英ケンブリッジの聖書研究所「ティンダルハウス」が15日、「世界で最も正確」だと自負する最新版のギリシャ語新約聖書を出版した。写筆する過程で発生する聖書写本の誤りを専門家らが10年かけて特定し、再構成したもので、さらにここ40年余りの間に新たに発見された写本の内容も反映されている。
現存する英語の新約聖書のほとんどは、1975年版のギリシャ語本文が使われており、当時入手可能だった写本を編さんしたものが底本になっている。しかし、ティンダルハウスによる最新版のギリシャ語新約聖書では、75年以降に発見された複数の古代写本の断片も取り入れられている。
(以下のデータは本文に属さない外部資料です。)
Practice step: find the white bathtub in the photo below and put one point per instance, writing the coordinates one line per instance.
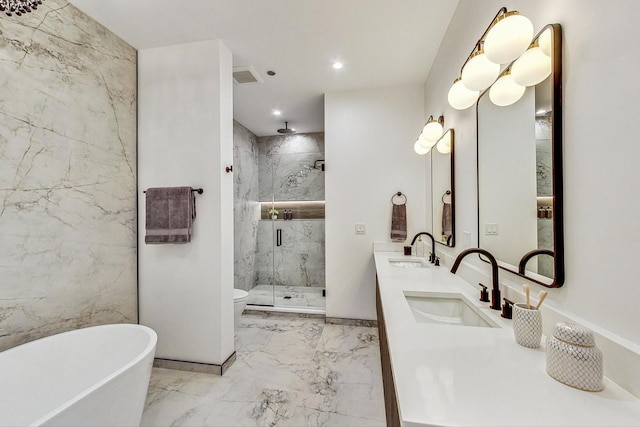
(95, 376)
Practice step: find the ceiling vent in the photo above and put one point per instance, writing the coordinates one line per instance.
(246, 75)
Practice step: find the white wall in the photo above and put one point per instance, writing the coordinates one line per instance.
(186, 138)
(369, 137)
(602, 230)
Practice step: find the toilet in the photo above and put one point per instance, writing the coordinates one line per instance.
(239, 303)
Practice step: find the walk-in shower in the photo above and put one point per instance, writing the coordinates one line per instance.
(287, 266)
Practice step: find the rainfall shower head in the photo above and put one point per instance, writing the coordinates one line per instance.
(286, 129)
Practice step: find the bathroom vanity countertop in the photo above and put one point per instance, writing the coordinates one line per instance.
(478, 376)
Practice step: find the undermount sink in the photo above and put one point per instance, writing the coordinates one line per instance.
(409, 263)
(447, 309)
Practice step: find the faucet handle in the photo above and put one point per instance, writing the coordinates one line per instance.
(484, 295)
(507, 308)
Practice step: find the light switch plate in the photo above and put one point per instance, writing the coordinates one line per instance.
(466, 239)
(491, 229)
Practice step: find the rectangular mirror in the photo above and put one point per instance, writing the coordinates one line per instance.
(442, 190)
(520, 174)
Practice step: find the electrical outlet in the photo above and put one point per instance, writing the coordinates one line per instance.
(466, 239)
(491, 229)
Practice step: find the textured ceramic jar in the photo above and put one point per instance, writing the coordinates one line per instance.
(573, 359)
(527, 326)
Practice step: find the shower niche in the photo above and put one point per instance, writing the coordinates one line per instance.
(290, 256)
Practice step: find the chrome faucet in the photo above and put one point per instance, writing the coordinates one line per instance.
(495, 292)
(432, 255)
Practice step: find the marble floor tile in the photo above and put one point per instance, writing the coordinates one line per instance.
(290, 371)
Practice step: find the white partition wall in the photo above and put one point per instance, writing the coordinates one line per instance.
(185, 138)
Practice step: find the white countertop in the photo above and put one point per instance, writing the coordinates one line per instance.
(456, 375)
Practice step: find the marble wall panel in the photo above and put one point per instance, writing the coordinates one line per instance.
(286, 167)
(299, 261)
(544, 168)
(246, 209)
(67, 174)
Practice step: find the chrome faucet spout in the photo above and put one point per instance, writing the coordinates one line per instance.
(495, 292)
(432, 257)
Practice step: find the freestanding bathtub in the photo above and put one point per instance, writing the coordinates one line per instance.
(96, 376)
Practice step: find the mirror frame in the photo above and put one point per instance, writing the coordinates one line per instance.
(451, 189)
(556, 162)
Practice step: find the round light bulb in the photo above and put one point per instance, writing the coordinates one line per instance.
(460, 97)
(532, 67)
(419, 149)
(478, 73)
(545, 41)
(433, 130)
(443, 147)
(508, 38)
(505, 91)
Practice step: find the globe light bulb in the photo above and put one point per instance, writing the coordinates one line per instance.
(508, 38)
(532, 67)
(478, 73)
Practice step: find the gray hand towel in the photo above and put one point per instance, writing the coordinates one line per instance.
(169, 215)
(399, 223)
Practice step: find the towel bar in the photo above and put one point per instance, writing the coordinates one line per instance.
(399, 194)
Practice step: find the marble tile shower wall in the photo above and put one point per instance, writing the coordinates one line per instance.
(286, 167)
(543, 179)
(67, 174)
(246, 209)
(287, 173)
(299, 261)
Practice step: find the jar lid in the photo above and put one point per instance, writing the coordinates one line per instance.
(574, 334)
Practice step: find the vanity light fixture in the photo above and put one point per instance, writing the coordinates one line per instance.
(505, 91)
(431, 133)
(479, 73)
(419, 149)
(508, 37)
(444, 146)
(19, 6)
(433, 129)
(532, 67)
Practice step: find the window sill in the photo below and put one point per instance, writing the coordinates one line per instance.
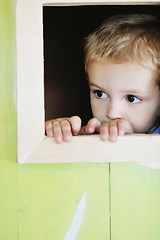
(139, 148)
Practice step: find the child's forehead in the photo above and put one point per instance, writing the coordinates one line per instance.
(101, 72)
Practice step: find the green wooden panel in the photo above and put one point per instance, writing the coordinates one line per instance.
(135, 202)
(8, 183)
(50, 196)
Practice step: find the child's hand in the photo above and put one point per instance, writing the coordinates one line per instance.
(109, 131)
(62, 129)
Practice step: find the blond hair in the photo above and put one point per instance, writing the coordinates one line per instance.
(126, 38)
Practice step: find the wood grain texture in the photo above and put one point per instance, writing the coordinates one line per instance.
(135, 148)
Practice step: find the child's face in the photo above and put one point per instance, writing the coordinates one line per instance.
(125, 91)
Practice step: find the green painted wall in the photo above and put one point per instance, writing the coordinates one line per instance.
(8, 176)
(39, 202)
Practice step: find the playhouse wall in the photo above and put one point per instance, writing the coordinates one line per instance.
(42, 201)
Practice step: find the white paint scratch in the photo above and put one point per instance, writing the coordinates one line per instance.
(153, 165)
(77, 219)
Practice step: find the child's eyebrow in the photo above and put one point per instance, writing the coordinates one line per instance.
(127, 91)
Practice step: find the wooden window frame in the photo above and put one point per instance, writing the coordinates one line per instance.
(33, 145)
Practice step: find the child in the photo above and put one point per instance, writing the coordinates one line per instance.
(122, 61)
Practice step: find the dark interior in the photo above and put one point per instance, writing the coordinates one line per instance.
(66, 88)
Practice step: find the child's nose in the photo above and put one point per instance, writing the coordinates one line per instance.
(114, 111)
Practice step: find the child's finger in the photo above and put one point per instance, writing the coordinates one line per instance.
(104, 133)
(57, 131)
(92, 126)
(66, 130)
(113, 131)
(49, 129)
(121, 128)
(75, 122)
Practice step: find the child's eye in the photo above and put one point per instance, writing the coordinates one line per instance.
(100, 94)
(133, 99)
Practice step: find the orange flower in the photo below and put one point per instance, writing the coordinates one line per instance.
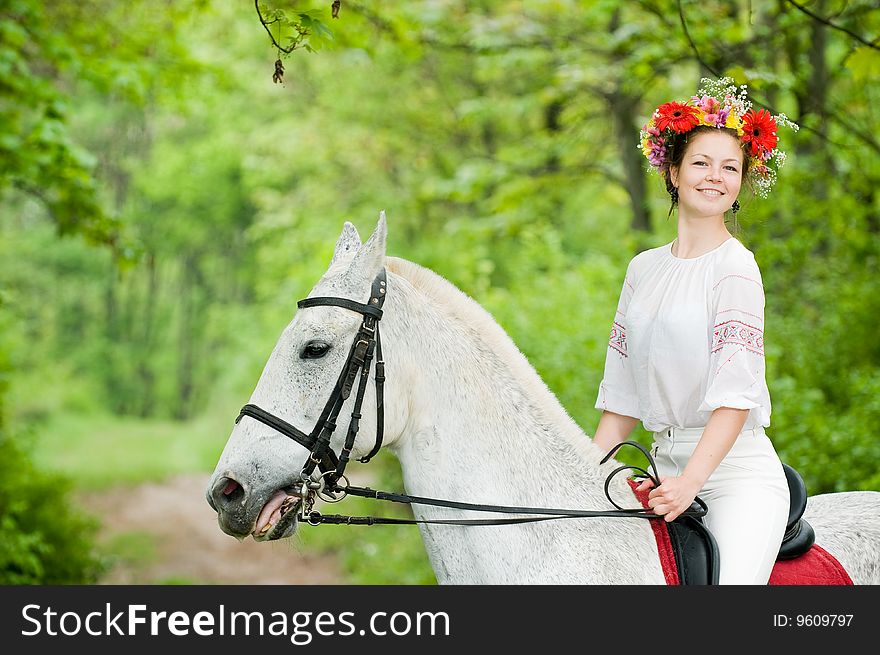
(681, 118)
(759, 130)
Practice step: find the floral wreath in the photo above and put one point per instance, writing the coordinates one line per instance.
(720, 104)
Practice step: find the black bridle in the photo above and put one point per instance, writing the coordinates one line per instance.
(366, 342)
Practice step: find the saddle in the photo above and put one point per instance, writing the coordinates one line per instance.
(696, 552)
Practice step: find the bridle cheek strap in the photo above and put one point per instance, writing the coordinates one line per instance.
(367, 342)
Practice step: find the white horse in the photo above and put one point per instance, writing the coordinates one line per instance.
(470, 420)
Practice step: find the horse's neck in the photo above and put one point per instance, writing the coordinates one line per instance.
(471, 419)
(475, 435)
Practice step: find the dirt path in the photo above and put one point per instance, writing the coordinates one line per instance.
(165, 532)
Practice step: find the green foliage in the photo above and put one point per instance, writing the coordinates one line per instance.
(43, 538)
(498, 136)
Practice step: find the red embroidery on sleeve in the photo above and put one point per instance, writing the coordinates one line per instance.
(617, 340)
(737, 332)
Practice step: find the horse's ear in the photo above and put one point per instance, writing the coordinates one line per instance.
(371, 256)
(347, 245)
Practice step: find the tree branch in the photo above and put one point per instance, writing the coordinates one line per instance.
(827, 22)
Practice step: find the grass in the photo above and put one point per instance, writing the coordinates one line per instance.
(100, 450)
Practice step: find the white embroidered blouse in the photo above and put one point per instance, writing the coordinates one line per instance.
(688, 337)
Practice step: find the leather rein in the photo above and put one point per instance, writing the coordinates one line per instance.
(326, 484)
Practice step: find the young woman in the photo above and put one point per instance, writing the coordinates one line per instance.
(686, 354)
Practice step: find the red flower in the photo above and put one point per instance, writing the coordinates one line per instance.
(681, 118)
(759, 130)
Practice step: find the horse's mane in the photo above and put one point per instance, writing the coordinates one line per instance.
(454, 301)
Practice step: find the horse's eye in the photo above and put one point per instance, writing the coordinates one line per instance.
(314, 350)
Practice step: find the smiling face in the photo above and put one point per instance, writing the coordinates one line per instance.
(710, 174)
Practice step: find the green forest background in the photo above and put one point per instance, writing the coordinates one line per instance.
(164, 203)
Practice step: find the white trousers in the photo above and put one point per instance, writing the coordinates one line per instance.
(747, 497)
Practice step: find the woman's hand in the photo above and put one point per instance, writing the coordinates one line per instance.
(672, 497)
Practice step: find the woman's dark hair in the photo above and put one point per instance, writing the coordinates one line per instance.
(677, 146)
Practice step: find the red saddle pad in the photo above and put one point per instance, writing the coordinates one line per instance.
(815, 567)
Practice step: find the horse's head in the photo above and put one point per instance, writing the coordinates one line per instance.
(252, 488)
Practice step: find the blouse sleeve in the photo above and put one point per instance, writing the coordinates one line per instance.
(736, 361)
(617, 391)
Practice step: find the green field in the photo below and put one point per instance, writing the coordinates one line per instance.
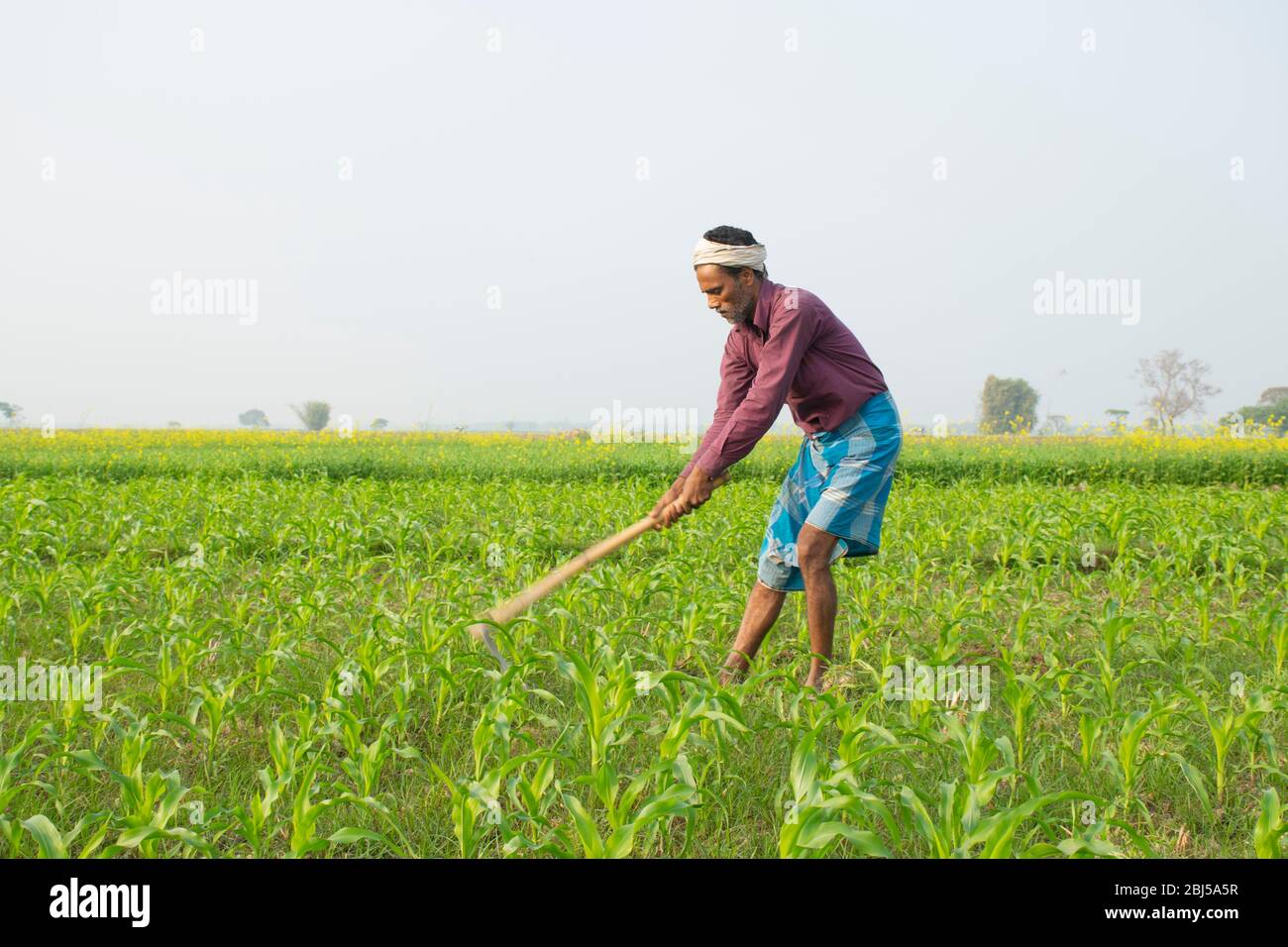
(281, 625)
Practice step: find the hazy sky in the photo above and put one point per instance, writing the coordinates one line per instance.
(485, 211)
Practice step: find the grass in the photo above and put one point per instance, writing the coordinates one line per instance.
(304, 685)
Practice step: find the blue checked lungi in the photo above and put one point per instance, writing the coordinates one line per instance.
(838, 483)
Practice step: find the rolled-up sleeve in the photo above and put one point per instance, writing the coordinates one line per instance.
(735, 377)
(790, 334)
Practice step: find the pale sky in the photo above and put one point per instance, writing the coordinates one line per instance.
(376, 169)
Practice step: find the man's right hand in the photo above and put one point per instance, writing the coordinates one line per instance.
(664, 512)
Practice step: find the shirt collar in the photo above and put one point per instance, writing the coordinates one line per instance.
(764, 303)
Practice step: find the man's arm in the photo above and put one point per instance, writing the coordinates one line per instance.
(735, 377)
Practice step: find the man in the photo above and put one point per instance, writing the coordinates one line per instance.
(787, 346)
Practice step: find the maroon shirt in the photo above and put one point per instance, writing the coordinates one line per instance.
(795, 350)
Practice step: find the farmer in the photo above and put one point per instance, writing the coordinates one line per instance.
(787, 346)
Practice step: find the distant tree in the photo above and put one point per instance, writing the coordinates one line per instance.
(314, 414)
(1008, 403)
(1117, 418)
(1173, 386)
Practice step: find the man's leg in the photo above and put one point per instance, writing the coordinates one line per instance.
(814, 552)
(760, 615)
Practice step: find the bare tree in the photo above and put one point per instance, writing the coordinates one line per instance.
(314, 414)
(1173, 386)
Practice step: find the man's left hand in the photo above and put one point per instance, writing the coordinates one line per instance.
(697, 491)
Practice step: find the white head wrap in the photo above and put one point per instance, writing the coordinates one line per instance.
(729, 256)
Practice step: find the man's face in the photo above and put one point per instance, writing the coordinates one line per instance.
(733, 296)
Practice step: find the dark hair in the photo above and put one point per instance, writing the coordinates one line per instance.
(733, 236)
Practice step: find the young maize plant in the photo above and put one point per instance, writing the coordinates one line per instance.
(279, 622)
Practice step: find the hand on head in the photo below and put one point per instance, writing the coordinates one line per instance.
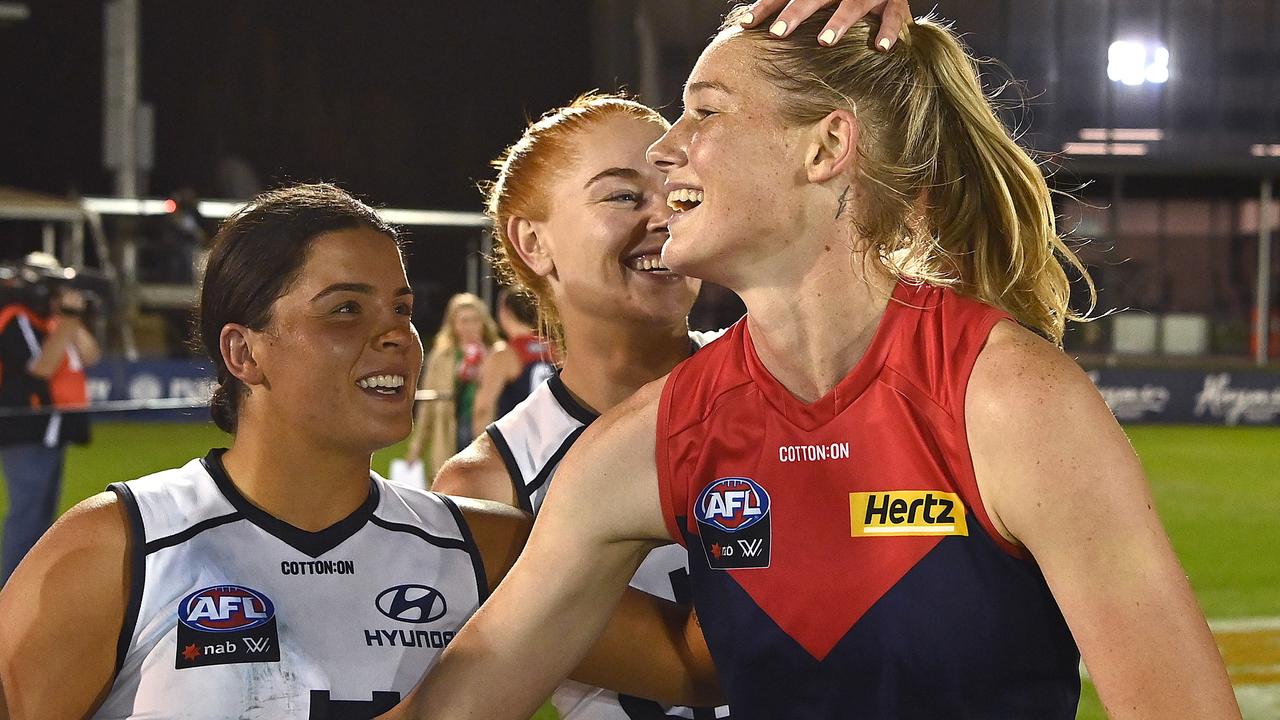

さらに、何百年も前の古代写本を書き写した写本作成者の誤りを特定し、除去するために最先端の技術が用いられているという。
最新版ギリシャ語新約聖書の編集責任者で、ティンダルハウス副所長のダーク・ヨンキント博士(英セントエドモンズ大学フェロー)は、最新の物証や技術によっても、イエスの時代以降に聖書本文に対して大きな変化が加えられた形跡は見つからなかったと語った。
「文章を書き写すとき、人は必ず小さな間違いを犯します。新約聖書も例外ではありません。しかし素晴らしいことに、今や私たちには多くの物証があり、新約聖書の写本作成者が犯した誤りの種類を研究し、書き写された本文が何を伝えようとしているのかを、豊富な情報に基づいて結論付けることができるのです」
「最も重要な写本を10年間研究した結果、写筆の過程で一定の誤りが含まれてしまうものの、本文に対して体系的な改変がなされた証拠はまったくないことが判明しています。そのため、写本作成者が誤って『イエス・キリスト』を『キリスト・イエス』に変えてしまった場合でも、意味が本質的に異なってしまう写本に遭遇することはありません」
現存する最古の聖書写本の1つに「シナイ写本」がある。七十人訳聖書(ギリシャ語訳の旧約聖書)の一部のほか、新約聖書の全巻(一部、節の欠損あり)がそろった貴重な写本だ。4世紀ごろに書かれたと考えられており、手書きの本文には、初期の校正者によって多くの注釈が付けられている。シナイ写本の発見以来、多くが1世紀に書かれたと考えられている原本により近いギリシャ語新約聖書を編さんしようと、これまでも多くの取り組みがなされてきた。
ティンダルハウスのギリシャ語新約聖書は、入手可能な最古の写本断片を使って編さんされており、全巻がそろった新約聖書としてまとめられている。販売は英語標準訳聖書(ESV)を発行している米キリスト教出版社クロスウェイが行っており、価格(リンク先はアマゾンで価格は定価と異なる)はハードカバー(黒)が39・99ドル(定価、約4400円)、合成皮革(茶)が69・99ドル(同、約7800円)。サンプルとしてマルコによる福音書が公開されており、将来的には無料で閲覧可能なデジタル版のほか、オーディオ版も公開する予定。詳しくは公式サイト(英語)を。
ティンダルハウスは1944年に設立された聖書研究所で、所内の図書館は世界でも有数の聖書研究に関する資料を所蔵する。毎日40〜50人余りの聖書学者や神学者が利用しており、所属学者は世界で500人を超える。日本では、ティンダルハウスに所属する福音派の学者らが執筆した『ティンデル聖書注解』の日本語訳が、いのちのことば社の創立55周年記念事業として11年かけて出版されている。